Lane was deployed in January. The Johnson City native said the first eight months of deployment were rather quiet. "A lot of people thanked us for being there. Some were indifferent. There's a few that really hated us being there," he said.
Lane says the violence increased in August; that's when he was shot in the chest. "As I was being dragged back, I didn't know if I was going to make it or not," he told us.
Being a combat medic, Lane said he quickly put his medical knowledge to use. "I don't remember telling them this, but they [the other soldiers] said I told them how to save my own life," he said.
He was flown to Germany where he was on a special type of life support for more than two weeks. "I was scared that I wasn't going to make it through, but once I made it to Germany I was okay okay I'm going to make it," he said.
Lane was eventually transferred to Walter Reed Medical Center where he met President Obama. He was later awarded the purple heart by the Secretary of the Army. "Tons of people that I don't even know were sending me letters saying they were praying for me and thanked me for serving," he said.
Now Lane faces his next obstacle on the road to recovery. As a complication of his treatment, he's in kidney failure and needs a transplant. Until then, he remains on dialysis three times a week.

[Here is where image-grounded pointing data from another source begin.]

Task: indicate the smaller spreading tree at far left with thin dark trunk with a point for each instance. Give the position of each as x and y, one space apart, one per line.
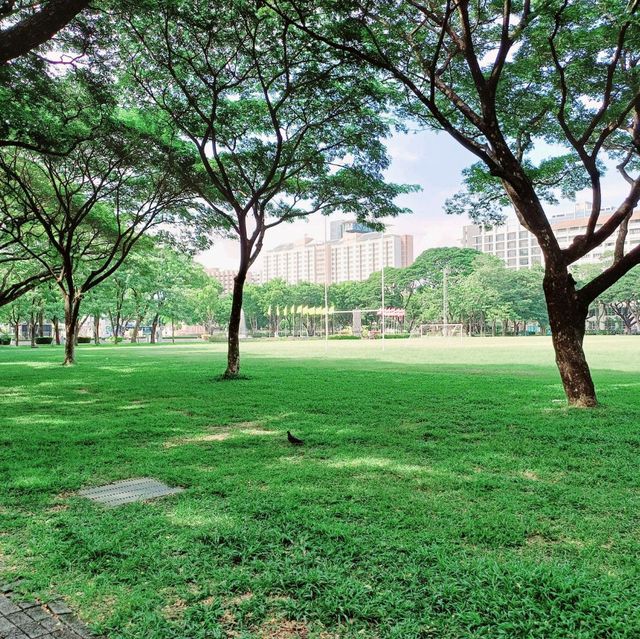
79 216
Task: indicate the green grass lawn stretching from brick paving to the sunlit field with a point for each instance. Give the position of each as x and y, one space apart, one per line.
444 490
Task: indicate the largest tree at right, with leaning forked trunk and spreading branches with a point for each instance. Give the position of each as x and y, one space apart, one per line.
500 77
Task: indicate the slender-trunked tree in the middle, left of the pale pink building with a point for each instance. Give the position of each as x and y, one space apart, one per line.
281 129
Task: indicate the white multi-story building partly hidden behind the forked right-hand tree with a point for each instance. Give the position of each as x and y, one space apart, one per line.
518 248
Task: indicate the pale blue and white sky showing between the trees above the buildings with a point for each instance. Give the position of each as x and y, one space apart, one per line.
432 160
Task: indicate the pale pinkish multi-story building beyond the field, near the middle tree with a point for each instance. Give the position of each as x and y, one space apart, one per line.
354 253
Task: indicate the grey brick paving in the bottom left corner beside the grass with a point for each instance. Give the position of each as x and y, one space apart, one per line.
34 620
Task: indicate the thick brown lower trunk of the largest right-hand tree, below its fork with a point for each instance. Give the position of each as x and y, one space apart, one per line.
567 318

On Sunday, he was welcomed back to east Tennessee where he'll spend the next month before going back to Walter Reed.
This Christmas Lane is grateful to be alive and home for the holidays. "How can being home not help? I missed the mountains," he said.
He also said one of the things he missed most while in Afghanistan was food from Pals.
When his company returns from their tour in Afghanistan, he plans on welcoming them home. He also hopes to one day return to active duty.